OVERNIGHT
Global equity markets were mixed overnight with markets tracking lower easily outnumbering those trading higher. Critical economic data released overnight included stronger than expected Chinese industrial production, weaker than expected Chinese retail sales, stronger than expected Jibun Japanese bank services PMI readings for December, stronger-than-expected Japanese machinery orders, much softer than expected Swiss producer and import prices for November, soft French and German HCOB manufacturing PMI readings for December, better-than-expected French and German HCOB services PMI readings for December. Also released this morning were better-than-expected euro zone HCOB manufacturing and services PMI readings and a minor downtick in Italian consumer price index readings for November. The North American trading session will bring Canadian housing starts which are expected to be stronger, a much weaker New York Empire State Manufacturing index for December, and softer US S&P global manufacturing and services PMI readings.
CURRENCIES
Even though the dollar has mostly traded below last Friday’s close in the early trade today, we leave a thin edge with the bull camp.

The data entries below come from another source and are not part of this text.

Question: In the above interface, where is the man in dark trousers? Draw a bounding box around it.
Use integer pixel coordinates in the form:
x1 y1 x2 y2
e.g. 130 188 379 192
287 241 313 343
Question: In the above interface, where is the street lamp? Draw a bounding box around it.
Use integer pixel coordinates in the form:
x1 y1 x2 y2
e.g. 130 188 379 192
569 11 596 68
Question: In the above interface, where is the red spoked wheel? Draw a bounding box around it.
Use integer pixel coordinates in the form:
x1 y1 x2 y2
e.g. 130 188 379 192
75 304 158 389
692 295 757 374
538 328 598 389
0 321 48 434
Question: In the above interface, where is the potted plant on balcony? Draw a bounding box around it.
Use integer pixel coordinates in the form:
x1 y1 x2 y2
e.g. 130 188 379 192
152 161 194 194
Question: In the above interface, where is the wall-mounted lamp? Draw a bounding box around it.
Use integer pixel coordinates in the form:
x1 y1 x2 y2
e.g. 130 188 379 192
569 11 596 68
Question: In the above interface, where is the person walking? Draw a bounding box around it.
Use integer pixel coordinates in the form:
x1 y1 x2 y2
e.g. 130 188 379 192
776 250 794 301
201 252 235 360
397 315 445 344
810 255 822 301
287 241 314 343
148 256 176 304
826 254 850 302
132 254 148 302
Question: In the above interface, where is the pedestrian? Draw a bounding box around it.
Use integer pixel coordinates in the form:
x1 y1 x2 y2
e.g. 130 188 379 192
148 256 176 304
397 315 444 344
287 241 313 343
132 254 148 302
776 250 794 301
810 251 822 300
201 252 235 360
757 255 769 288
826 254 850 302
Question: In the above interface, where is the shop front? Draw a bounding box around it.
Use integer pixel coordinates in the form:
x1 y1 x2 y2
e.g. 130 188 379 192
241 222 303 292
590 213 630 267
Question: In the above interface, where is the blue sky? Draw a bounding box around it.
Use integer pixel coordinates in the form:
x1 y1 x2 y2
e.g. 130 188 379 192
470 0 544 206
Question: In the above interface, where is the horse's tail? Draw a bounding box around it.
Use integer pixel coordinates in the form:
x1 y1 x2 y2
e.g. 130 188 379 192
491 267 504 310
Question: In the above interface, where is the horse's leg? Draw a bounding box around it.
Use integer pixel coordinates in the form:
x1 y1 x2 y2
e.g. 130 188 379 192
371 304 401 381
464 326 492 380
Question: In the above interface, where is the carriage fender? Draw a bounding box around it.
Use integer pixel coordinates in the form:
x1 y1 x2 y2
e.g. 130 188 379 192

In addition to soft euro zone PMI business activity the dollar should draft support from very dovish statements from the ECB president overnight regarding the potential for future rate cuts from the central bank. We also see the euro remaining under pressure from rising French bond risk premiums resulting from turmoil in the French government. Furthermore, the European job market continues to soften with German business activity finishing 2024 in a contraction mode. On the other hand, Japan continues to generate strong data providing headwinds for the US dollar. In fact, JGB yields continue to rise along with US treasury yields despite market expectations that the Bank of Japan might not raise rates on Thursday. However, long term Chinese yields overnight hit record lows providing the dollar with some countervailing lift from the Asian markets.
STOCK INDEX FUTURES
A rounded top or sideways to lower consolidation pattern continues to unfold with short-term technical measures suggesting minor lower lows ahead. It appears that the markets have heavily “bought the idea” of a rate cut on Wednesday and traders/investors continue to take a breath on lofty hopes of the incoming administration. However, the sharp slide in treasury prices over the last two weeks clearly signals the potential for a pause in rate cuts by the US Federal Reserve after this week’s cut and that sentiment could cause a temporary modest washout in equities. Adding into the apathy or temporary bullish exhaustion in the trade over the last five sessions are several concerning tech sector legal and regulatory developments involving Open AI, tick-tock, twitter and US/China tech sector/semiconductor conflicts.
INTEREST RATES
While treasury prices have managed to hold above last Friday’s spike down close in the early going today, the charts remain bearish with fundamental issues mostly bearish or simply not definitive enough to take control away from the bear camp. However, given expectations for a noted drop in the US Empire State manufacturing index, a modest dip in S&P global manufacturing PMI and expectations of a dip in US S&P global services PMI readings this morning we suspect March bonds will find support just above 116-00. Even though treasuries saw a wave of global central bank rate cuts last week and the ECB president this morning indicated there could be more European “cuts” that has not brought fresh buying interest into the treasury markets. Unfortunately for the bull camp, short-term technical signals in bonds and notes remain in sell mode with an extremely active US economic report day on Tuesday likely to present a major pivot/price junction event.